Excel is one of the world’s most popular BI tools.

It’s also the source of much unhappiness. (See, for example, my post The Pivot Table Gateway Drug.)

So, why do I think suffering in Excel can be the first step to BI success?

Because if your users are doing something month after month in Excel — and it’s consuming hours and days of their lives — you can immediately deduce a few things:

1. Your users REALLY want this data

I have a client that runs a behavioral health program for children.

For each child enrolled in the program, my client had to make sure that a long list of documents was created and periodically refreshed. The data was in a pretty unusable format. So, one person spent two to three days a month organizing this data to ensure that they remained in compliance for each of several hundred cases. It was painful. 

And you better believe that when we automated this process, they used that new report EVERY SINGLE WEEK.

How many reports in your organization that were “absolutely critical” have never been used or perhaps never even tested? Isn’t it better to know that people really want something before you start?

2. Your users will (almost always) find the time to work with you to get the data into a more useable format

No developer can go it alone. They need user cooperation. 

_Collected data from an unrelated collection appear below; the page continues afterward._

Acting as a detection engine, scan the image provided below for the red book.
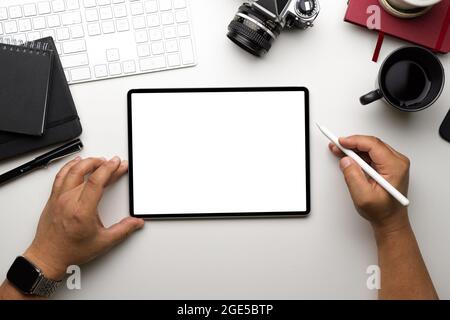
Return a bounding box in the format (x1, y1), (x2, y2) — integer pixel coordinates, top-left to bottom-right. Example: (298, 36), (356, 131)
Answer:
(344, 0), (450, 54)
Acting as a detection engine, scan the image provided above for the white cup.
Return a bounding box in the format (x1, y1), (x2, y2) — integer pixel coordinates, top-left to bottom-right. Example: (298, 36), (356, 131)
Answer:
(387, 0), (442, 10)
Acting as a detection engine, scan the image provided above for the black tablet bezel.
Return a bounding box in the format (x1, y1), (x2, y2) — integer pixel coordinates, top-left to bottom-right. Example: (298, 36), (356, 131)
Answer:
(127, 87), (310, 219)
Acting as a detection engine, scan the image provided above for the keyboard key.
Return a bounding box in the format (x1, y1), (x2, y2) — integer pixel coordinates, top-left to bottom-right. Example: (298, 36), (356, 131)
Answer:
(23, 4), (37, 17)
(99, 7), (113, 20)
(175, 10), (188, 23)
(161, 12), (174, 25)
(47, 15), (61, 27)
(1, 35), (12, 42)
(147, 14), (159, 27)
(130, 2), (144, 15)
(102, 21), (115, 33)
(116, 19), (129, 32)
(52, 0), (66, 12)
(174, 0), (186, 9)
(67, 0), (80, 10)
(159, 0), (172, 11)
(70, 25), (84, 38)
(165, 39), (178, 52)
(56, 27), (70, 40)
(70, 67), (91, 81)
(37, 2), (51, 15)
(94, 64), (108, 77)
(41, 29), (56, 38)
(85, 9), (99, 22)
(137, 44), (150, 57)
(108, 62), (121, 75)
(0, 24), (3, 35)
(13, 33), (27, 44)
(0, 8), (8, 20)
(63, 39), (87, 53)
(64, 70), (70, 81)
(4, 21), (18, 34)
(164, 26), (176, 39)
(113, 5), (127, 18)
(151, 41), (164, 54)
(62, 12), (82, 25)
(148, 28), (162, 41)
(133, 16), (146, 29)
(18, 19), (32, 32)
(139, 56), (165, 70)
(83, 0), (96, 8)
(27, 31), (41, 41)
(9, 6), (23, 19)
(180, 38), (194, 64)
(106, 48), (120, 61)
(167, 53), (180, 66)
(33, 17), (46, 30)
(87, 22), (101, 35)
(135, 30), (148, 43)
(122, 60), (136, 73)
(61, 53), (89, 68)
(113, 0), (125, 3)
(177, 24), (190, 36)
(98, 0), (111, 5)
(145, 1), (158, 13)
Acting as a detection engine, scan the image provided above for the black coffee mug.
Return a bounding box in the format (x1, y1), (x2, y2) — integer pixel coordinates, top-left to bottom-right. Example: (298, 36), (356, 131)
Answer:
(360, 46), (445, 112)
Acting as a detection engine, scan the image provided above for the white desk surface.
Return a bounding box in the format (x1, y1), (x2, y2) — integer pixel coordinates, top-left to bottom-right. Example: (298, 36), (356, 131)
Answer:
(1, 0), (449, 299)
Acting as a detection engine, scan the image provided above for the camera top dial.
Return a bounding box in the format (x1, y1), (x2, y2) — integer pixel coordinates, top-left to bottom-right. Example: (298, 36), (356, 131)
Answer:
(295, 0), (320, 21)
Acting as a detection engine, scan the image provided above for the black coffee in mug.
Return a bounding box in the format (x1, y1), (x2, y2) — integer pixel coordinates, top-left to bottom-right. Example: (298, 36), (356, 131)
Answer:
(360, 46), (444, 112)
(384, 60), (431, 109)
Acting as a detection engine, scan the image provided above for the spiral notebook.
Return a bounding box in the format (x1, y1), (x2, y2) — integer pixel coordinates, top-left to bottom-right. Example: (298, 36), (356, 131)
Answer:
(0, 37), (82, 161)
(0, 41), (53, 136)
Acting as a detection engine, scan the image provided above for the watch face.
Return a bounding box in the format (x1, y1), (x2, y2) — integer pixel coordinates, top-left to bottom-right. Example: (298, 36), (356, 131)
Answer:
(7, 256), (40, 293)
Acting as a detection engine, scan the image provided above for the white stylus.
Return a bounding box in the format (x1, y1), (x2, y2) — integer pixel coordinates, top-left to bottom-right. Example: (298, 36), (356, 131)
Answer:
(316, 123), (410, 207)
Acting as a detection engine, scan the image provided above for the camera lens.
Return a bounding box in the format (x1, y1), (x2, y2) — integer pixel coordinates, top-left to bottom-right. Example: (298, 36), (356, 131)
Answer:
(227, 4), (282, 57)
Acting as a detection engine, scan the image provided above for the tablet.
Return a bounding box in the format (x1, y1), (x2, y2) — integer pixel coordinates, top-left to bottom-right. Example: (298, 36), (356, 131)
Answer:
(128, 87), (310, 218)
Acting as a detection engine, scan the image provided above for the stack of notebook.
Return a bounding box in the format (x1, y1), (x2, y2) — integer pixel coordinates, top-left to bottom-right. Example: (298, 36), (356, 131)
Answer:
(0, 37), (82, 160)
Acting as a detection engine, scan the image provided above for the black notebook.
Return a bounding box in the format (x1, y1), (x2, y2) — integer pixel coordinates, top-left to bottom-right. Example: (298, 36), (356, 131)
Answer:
(0, 41), (53, 136)
(0, 37), (82, 161)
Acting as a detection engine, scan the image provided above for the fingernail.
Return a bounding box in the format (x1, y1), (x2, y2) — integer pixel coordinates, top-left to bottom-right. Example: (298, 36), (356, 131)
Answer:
(110, 156), (120, 164)
(74, 156), (81, 161)
(130, 218), (145, 229)
(100, 157), (107, 161)
(340, 157), (352, 171)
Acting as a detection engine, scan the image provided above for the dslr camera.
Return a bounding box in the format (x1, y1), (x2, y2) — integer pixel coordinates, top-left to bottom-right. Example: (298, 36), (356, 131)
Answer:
(227, 0), (320, 56)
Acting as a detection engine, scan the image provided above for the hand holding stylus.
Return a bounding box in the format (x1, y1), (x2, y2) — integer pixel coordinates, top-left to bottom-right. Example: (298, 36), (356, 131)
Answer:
(325, 132), (438, 299)
(317, 124), (409, 206)
(326, 132), (411, 233)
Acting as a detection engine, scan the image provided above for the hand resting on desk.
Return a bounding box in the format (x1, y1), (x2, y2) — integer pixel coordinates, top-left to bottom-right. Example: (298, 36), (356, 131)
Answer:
(0, 157), (144, 299)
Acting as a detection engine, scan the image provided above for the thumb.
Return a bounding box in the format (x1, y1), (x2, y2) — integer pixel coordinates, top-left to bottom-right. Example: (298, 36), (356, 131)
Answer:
(339, 157), (371, 202)
(103, 217), (145, 247)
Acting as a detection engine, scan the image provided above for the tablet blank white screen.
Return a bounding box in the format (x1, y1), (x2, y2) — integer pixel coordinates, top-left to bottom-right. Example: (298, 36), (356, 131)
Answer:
(131, 91), (308, 215)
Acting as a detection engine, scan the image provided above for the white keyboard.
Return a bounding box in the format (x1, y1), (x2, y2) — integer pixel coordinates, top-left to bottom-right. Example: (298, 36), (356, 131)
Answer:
(0, 0), (196, 84)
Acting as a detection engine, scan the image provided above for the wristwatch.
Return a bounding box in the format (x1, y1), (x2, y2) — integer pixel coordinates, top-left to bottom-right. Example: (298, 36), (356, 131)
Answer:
(7, 256), (62, 297)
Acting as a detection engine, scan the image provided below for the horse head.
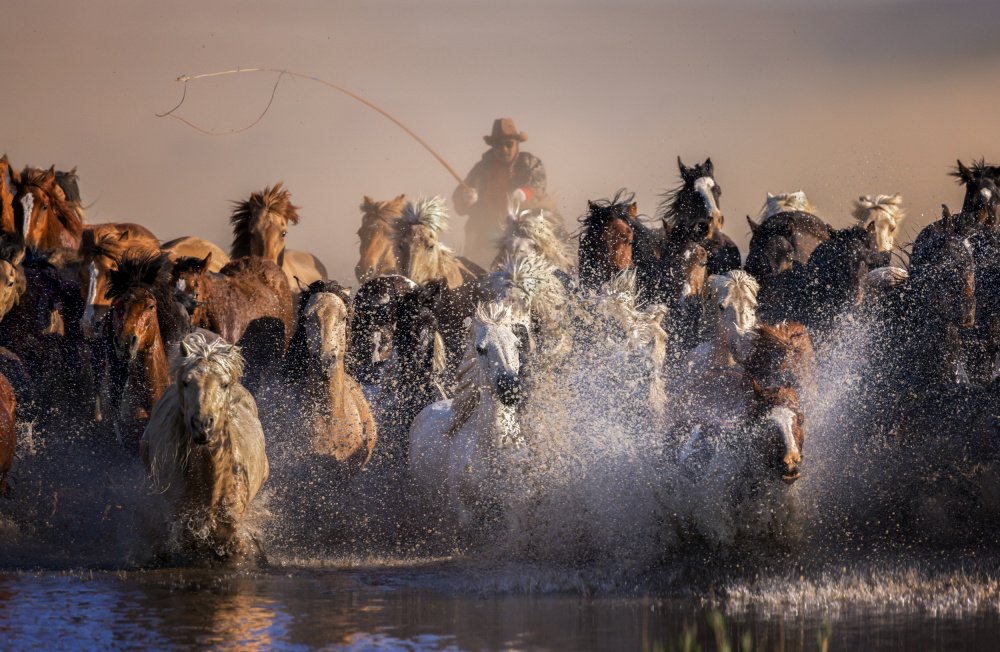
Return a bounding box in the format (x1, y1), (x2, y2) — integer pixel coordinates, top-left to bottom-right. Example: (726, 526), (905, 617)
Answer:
(910, 234), (976, 329)
(0, 237), (27, 322)
(0, 155), (19, 235)
(348, 274), (416, 382)
(355, 194), (405, 283)
(106, 249), (172, 362)
(395, 196), (451, 286)
(174, 333), (245, 446)
(298, 280), (351, 381)
(749, 380), (805, 485)
(658, 157), (723, 243)
(578, 190), (640, 289)
(472, 301), (523, 410)
(394, 279), (447, 384)
(953, 159), (1000, 230)
(709, 270), (759, 357)
(12, 166), (83, 250)
(230, 182), (300, 265)
(853, 193), (904, 266)
(171, 253), (213, 326)
(78, 226), (157, 339)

And if you have a person who needs data — and you can show them a better way forward — they will make time for you.

Let’s take the above example of the person suffering three days every month to organize their data. Sure, proving out the new results took time. But they had their eyes on the prize — and so they made the testing happen. (Indeed, having the numbers in Excel meant that testing could be easily handled.)

Of course, I did say that this is only “almost” always true. Some people either enjoy suffering or really don’t want to change — and so they won’t find the time for testing.

3. You’ll know what the data needs to look like

It’s hard to get two people to agree on how to best present data. But if they’re already working in Excel, they can show you exactly what they want to see. No guessing. No (or minimal) formatting changes.

This is also a good reason to maintain a basic knowledge of Excel charting. Because if people already have an Excel spreadsheet working, it’s far easier for you to play with that spreadsheet to create samples than build an actual report in a BI tool.   

(Then again, as I mentioned up top, the ability of people to see exactly what they want can lead you down the road to perdition if you’re not careful.)

But if you choose the right path, Excel suffering can be the first step to BI success.